Le financement comme une danse étrange : l'absurdité de la levée de fonds selon les fondateurs de la Silicon Valley

marsbit发布于2026-06-09更新于2026-06-09

文章摘要

Le financement en capital-risque est souvent présenté comme une danse rationnelle entre élites, mais une récente série de confessions de fondateurs de la Silicon Valley révèle une réalité plus absurde et déséquilibrée. L'étincelle a été allumée par Greg Isenberg, qui a partagé qu'un partenaire d'a16z s'est endormi 30 minutes pendant son pitch. Cette anecdote a ouvert les vannes : Jack Zhang d'Airwallex a pitché fiévreux face à un investisseur de SoftBank pieds nus et en mangeant des cacahuètes ; Travis Kalanick d'Uber a fait une présentation dans la Lexus d'un VC qui tentait de fuir. Au-delà du grotesque, ces histoires soulignent des rapports de pouvoir toxiques. Des fondateurs rapportent des propos sexistes, des tentatives de diviser les cofondateurs, ou des rencontres humiliantes où leur temps est dédaigné. Un fondateur décrit même une "arnaque de Sequoia" avec deux évaluations dans un même tour de table. Cependant, le tableau n'est pas entièrement sombre. Plusieurs entrepreneurs partagent des expériences positives avec des investisseurs respectueux, à l'écoute, et dont le soutien a parfois sauvé leur entreprise au bord du gouffre. Ces récits montrent que, malgré les travers, une relation fondée sur le respect mutuel et la confiance reste possible et constitue l'essence la plus durable de l'écosystème de la Silicon Valley. Cette vague de témoignages agit comme une collective purge, révélant le financement comme une interaction complexe bien au-delà d'une simple transact...

Auteur : Zen, PANews

Un associé d'a16z s'est endormi sur place pendant plus de 30 minutes, et vous n'aviez d'autre choix que de continuer votre pitch pour un financement de série A de 15 millions de dollars devant une personne « inconsciente »... Cela ressemble à de l'humour noir, mais c'est l'histoire réelle de Greg Isenberg, fondateur de Late Checkout et LCA, lors d'un pitch auprès d'un VC.
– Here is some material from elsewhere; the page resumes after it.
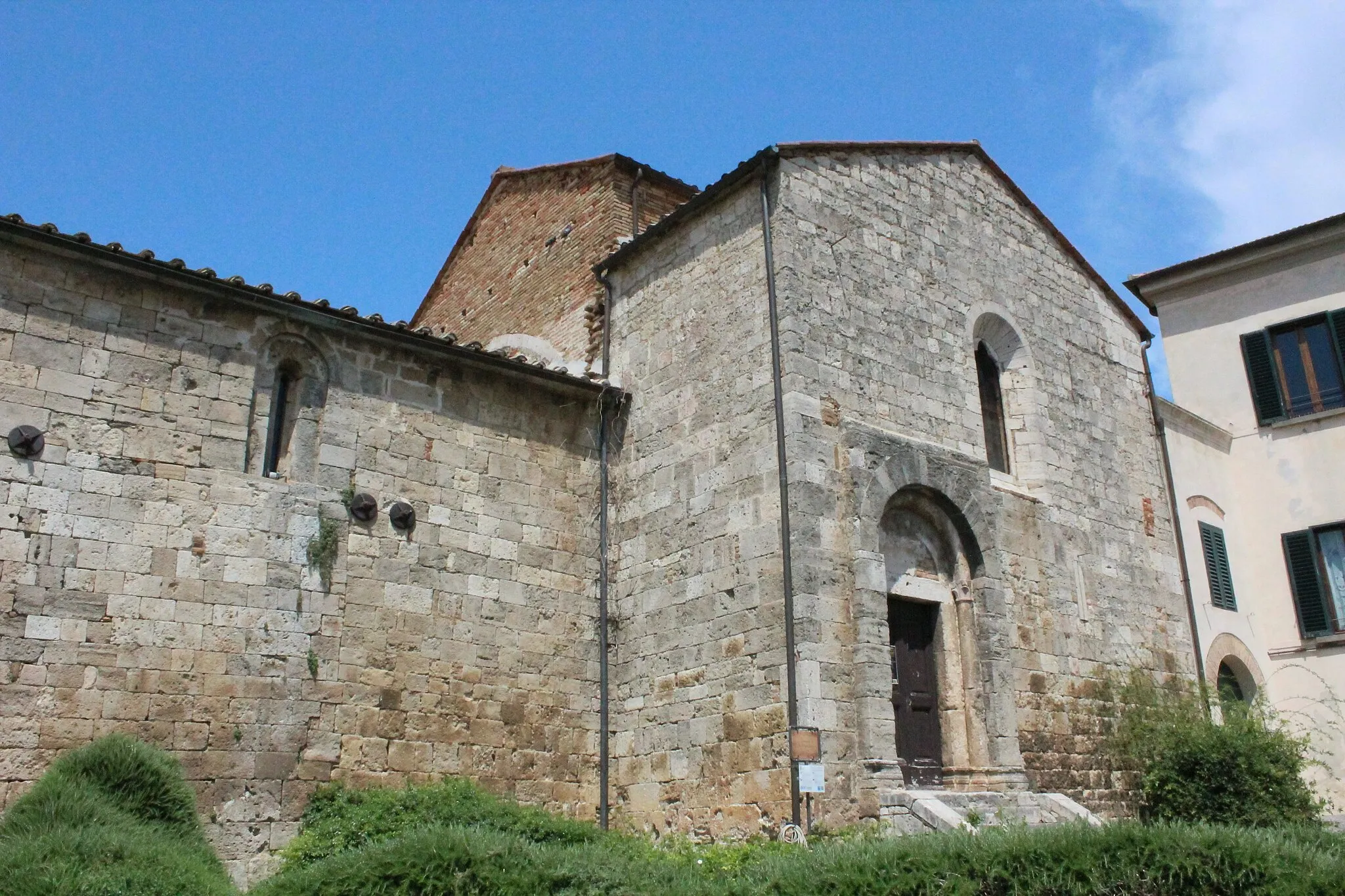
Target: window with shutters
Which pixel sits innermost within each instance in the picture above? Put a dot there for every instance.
(1297, 368)
(1315, 561)
(1216, 567)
La semaine dernière, Greg Isenberg a partagé cette expérience sur X, suscitant une résonance immédiate dans l'écosystème entrepreneurial de la Silicon Valley.

« C'est ça, le capital-risque », a déclaré Isenberg, expliquant que les fondateurs traversent parfois tout le pays pour « jouer la comédie » devant des personnes qui ne sont pas forcément réveillées. Le financement est comme une danse, parfois le fondateur mène, parfois il suit, et parfois son partenaire est déjà endormi.
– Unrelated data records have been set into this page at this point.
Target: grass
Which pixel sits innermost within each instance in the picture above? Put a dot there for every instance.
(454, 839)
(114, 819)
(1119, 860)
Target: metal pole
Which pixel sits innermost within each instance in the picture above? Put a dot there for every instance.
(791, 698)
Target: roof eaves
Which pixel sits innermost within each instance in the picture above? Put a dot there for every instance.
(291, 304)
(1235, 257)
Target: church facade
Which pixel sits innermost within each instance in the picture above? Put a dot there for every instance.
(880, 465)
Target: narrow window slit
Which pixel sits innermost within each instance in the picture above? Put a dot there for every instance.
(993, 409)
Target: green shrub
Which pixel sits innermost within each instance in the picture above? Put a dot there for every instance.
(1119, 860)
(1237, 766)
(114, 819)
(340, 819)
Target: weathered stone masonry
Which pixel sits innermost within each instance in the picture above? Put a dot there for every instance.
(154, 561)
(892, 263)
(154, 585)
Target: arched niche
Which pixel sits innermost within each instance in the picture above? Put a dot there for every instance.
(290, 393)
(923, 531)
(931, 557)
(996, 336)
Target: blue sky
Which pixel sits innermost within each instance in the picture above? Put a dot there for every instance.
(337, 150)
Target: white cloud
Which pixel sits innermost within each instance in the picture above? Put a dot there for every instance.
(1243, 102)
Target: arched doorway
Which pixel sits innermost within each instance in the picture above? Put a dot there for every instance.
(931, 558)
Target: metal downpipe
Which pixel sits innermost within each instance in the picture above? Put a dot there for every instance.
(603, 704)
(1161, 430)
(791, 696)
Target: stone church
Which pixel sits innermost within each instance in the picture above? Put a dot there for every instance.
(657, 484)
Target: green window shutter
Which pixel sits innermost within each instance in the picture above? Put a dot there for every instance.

Il pense que presque tous les fondateurs ont une histoire similaire, mais en parlent rarement publiquement car ils devront probablement lever des fonds à l'avenir et ne veulent pas froisser les VC. En réalité, Isenberg n'a pas nommé l'organisation spécifique, se contentant de dire qu'il s'agissait d'une des trois premières sociétés de capital-risque. Finalement, c'est l'associé endormi lui-même – Marc Andreessen d'a16z – qui a admis cette gaffe, blaguant en disant : Ce n'est pas de sa faute, c'est la faute des fondateurs de San Francisco qui n'arrêtaient pas de lui dire d'essayer les « substances psychédéliques ».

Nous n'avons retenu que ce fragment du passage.